Il racconto – sequel ispirato al film di successo del 1981 U-boot 96 diretto da Wolfgang Petersen – prende spunto da una storia apparentemente semplice e di natura familiare. Una giovane tedesca, con ottima conoscenza del francese, per  stare vicino al fratello da poco assegnato alla base, trova lavoro presso il comando tedesco. Si tratta di Simone Strasser, interpretata dalla bravissima attrice lussemburghese Vicky Krieps (Il filo nascosto, Il giovane Marx, Gutland). Simone non sa che il fratello Frank, marconista su un sommergibile in una missione disperata, ha lasciato la giovane fidanzata malata e con un bimba appena nata. Per di più il fratello le aveva nascosto che la ragazza è ebrea e deve iniziare a nascondersi. 



Simone per aiutare la ragazza e la bambina entra in contatto con la resistenza e incomincia a esserne coinvolta. Lei ormai è la segretaria del colonnello tedesco Hagen Forster (interpretato dall’attore tedesco Tom Wlaschiha, Il nemico alle porte, Il Trono di Spade, Stranger Thingscapo della polizia segreta. Simone, approfittando del suo invaghimento, carpisce informazioni riservate e le passa ai maquis.

Contemporaneamente a quanto accade a terra, sugli U-boot si svolge una dura lotta di potere tra gli ufficiali della Marina tedesca. Anche il rigido esercito nazista aveva al suo interno differenze e punti di vista divergenti, soprattutto dopo i primi grandi insuccessi del 1942. In uno di questi scontri, dopo un ammutinamento, il comandante di uno dei sottomarini viene estromesso dal ruolo e lasciato in mare.

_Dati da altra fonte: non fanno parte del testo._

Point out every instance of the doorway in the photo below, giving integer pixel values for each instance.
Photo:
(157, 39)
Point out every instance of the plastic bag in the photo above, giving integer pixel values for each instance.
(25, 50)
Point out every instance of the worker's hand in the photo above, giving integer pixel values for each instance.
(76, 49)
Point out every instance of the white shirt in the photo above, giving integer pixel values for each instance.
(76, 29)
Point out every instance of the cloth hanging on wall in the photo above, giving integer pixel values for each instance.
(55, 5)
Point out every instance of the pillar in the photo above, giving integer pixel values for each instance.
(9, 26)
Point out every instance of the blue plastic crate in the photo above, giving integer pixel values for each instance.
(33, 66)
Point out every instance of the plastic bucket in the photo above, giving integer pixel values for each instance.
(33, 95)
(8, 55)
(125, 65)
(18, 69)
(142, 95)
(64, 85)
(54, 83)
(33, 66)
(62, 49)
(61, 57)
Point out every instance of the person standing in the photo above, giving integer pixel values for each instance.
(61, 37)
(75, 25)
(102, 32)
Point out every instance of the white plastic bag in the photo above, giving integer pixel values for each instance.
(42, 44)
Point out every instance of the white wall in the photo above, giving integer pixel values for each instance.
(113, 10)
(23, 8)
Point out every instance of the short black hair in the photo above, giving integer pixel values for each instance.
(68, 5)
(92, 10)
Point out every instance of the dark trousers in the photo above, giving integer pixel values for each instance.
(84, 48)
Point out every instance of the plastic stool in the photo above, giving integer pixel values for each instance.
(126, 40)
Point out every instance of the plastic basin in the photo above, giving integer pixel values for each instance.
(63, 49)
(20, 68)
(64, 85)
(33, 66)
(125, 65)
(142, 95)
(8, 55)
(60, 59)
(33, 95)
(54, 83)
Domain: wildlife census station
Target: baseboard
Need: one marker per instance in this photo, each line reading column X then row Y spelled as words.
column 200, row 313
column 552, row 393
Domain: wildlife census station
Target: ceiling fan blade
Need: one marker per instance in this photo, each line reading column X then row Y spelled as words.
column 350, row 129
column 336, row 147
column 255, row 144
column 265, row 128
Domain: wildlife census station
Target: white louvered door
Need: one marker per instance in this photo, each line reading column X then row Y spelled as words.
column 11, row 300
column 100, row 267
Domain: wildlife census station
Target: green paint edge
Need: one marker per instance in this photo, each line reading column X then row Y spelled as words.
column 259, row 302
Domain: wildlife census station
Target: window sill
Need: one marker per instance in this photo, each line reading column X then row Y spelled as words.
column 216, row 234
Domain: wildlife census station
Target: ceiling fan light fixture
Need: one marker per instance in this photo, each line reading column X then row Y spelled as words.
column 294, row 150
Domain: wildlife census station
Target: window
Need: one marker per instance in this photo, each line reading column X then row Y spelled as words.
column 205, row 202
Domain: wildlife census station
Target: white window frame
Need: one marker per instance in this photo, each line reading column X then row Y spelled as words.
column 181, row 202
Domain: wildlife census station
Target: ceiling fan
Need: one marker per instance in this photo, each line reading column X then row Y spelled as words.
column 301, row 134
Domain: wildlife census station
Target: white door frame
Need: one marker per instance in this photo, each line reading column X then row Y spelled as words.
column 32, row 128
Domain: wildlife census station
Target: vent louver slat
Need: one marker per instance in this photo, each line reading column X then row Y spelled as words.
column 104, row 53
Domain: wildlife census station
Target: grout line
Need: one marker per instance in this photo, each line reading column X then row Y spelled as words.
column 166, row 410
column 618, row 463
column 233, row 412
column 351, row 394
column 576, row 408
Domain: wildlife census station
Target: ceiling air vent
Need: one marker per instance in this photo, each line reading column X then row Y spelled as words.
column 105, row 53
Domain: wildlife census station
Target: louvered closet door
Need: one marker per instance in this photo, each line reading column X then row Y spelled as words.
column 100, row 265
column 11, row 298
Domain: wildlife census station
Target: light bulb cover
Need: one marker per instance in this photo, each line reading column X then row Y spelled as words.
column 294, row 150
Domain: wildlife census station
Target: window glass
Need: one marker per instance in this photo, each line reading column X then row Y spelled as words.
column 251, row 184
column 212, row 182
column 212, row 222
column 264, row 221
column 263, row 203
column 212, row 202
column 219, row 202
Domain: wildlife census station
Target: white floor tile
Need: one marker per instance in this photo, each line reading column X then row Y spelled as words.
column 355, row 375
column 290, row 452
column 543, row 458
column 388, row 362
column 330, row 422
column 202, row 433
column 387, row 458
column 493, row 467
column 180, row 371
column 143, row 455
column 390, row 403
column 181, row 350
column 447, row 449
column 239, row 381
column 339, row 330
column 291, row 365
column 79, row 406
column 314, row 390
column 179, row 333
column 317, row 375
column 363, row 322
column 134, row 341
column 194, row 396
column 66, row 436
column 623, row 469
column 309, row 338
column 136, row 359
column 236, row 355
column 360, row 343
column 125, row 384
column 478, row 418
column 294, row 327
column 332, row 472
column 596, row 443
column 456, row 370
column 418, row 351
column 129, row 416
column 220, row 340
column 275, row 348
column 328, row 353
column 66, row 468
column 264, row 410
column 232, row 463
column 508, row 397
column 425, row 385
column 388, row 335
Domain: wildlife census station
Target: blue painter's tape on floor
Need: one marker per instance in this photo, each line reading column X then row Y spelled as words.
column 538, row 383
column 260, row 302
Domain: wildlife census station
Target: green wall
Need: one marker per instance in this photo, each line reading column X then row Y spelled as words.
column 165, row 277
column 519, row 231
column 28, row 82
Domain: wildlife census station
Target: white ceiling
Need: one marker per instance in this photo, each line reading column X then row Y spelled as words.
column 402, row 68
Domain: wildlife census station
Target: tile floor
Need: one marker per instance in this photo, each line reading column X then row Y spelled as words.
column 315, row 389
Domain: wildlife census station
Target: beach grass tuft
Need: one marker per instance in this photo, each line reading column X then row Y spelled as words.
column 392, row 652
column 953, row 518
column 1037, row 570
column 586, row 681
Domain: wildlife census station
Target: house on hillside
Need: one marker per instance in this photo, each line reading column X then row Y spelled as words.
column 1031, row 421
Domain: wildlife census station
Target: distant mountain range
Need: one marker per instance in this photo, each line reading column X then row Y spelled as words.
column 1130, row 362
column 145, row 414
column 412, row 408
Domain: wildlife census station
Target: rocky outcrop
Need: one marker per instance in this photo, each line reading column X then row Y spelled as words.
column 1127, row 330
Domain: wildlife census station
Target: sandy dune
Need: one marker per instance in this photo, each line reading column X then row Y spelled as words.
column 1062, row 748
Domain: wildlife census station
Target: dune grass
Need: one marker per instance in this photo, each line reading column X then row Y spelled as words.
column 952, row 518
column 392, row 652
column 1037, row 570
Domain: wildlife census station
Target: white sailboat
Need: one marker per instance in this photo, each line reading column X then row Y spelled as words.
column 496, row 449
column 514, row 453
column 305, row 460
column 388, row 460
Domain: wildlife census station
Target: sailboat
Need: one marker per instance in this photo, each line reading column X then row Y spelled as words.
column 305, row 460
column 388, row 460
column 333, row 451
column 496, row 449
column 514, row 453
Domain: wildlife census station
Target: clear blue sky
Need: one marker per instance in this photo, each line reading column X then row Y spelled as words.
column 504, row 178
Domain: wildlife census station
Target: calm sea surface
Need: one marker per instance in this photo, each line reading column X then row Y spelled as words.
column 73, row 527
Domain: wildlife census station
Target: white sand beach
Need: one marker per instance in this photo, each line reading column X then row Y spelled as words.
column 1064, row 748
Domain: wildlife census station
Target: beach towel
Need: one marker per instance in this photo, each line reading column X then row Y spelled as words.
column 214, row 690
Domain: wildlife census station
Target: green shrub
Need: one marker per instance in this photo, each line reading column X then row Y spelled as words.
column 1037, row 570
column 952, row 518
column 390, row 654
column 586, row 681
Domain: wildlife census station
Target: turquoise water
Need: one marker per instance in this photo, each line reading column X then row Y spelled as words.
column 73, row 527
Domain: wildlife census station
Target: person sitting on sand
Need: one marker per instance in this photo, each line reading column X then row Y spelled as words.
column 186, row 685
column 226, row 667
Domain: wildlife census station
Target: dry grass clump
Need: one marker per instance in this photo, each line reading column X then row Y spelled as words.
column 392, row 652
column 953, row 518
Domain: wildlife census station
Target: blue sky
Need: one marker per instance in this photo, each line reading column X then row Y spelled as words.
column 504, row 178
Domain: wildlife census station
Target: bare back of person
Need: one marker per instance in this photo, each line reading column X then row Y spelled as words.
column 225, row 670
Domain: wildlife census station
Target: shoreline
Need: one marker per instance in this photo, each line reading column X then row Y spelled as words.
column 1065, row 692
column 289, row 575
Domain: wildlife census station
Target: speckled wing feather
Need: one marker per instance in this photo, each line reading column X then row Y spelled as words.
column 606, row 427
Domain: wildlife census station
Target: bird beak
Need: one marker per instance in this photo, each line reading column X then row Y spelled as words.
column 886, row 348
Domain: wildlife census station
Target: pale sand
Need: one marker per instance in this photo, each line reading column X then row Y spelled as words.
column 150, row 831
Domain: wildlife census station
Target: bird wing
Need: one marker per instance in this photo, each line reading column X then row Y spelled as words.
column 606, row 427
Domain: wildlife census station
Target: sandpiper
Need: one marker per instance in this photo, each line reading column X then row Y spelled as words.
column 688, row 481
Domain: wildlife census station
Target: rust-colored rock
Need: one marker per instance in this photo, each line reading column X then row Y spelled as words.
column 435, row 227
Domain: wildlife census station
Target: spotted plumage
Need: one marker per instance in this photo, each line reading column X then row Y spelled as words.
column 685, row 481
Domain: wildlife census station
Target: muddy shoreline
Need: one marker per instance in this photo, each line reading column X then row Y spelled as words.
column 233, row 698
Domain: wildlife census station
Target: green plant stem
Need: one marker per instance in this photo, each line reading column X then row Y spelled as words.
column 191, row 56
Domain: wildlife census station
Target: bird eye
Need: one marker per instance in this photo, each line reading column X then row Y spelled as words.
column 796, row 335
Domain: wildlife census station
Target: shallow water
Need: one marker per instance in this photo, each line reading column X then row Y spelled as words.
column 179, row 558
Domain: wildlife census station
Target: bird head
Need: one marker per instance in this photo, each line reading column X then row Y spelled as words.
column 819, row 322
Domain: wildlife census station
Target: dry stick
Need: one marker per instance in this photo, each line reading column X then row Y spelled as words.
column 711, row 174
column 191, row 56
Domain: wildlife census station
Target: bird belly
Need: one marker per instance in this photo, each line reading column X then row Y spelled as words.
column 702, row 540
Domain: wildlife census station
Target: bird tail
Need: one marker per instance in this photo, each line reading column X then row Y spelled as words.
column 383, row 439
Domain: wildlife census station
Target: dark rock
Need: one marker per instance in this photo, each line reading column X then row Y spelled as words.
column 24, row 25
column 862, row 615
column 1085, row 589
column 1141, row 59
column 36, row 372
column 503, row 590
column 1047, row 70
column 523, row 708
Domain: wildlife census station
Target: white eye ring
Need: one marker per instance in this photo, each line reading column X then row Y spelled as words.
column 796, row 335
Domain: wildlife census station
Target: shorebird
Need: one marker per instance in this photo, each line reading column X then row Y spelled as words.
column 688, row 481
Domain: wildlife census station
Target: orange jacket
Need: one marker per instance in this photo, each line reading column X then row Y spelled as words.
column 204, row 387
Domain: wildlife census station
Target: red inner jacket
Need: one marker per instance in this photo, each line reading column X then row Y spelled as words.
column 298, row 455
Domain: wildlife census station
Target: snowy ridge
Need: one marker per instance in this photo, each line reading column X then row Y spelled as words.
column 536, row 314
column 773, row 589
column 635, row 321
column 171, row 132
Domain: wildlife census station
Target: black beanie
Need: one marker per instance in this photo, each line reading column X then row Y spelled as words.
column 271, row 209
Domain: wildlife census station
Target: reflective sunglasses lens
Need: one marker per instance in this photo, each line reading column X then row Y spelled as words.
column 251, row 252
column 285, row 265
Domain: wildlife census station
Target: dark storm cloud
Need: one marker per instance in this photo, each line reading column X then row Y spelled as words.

Nella seconda stagione Simone esce velocemente di scena. Nel tentativo di salvare una famiglia ebrea viene uccisa in un conflitto a fuoco. Il suo posto da protagonista nella serie viene preso allora da Margot Bostal, interpretata dalla giovane attrice francese Fleur Geffrier, un’infermiera che Simone coinvolge nella resistenza e che non si tira indietro nell’aiutare la famiglia ebrea a passare le linee nemiche. Ma il colonnello Forster ora insegue lei.

La lotta tra il bene e il male che si combatte sotto le acque agitate dell’Atlantico vede stavolta – a parti ribaltate – due sottomarini tedeschi in lotta tra di loro, dove i “buoni” (tra cui Frank) vorrebbero disertare e scappare in America e i “cattivi” li inseguono, con al comando lo stesso ufficiale protagonista dell’ammutinamento.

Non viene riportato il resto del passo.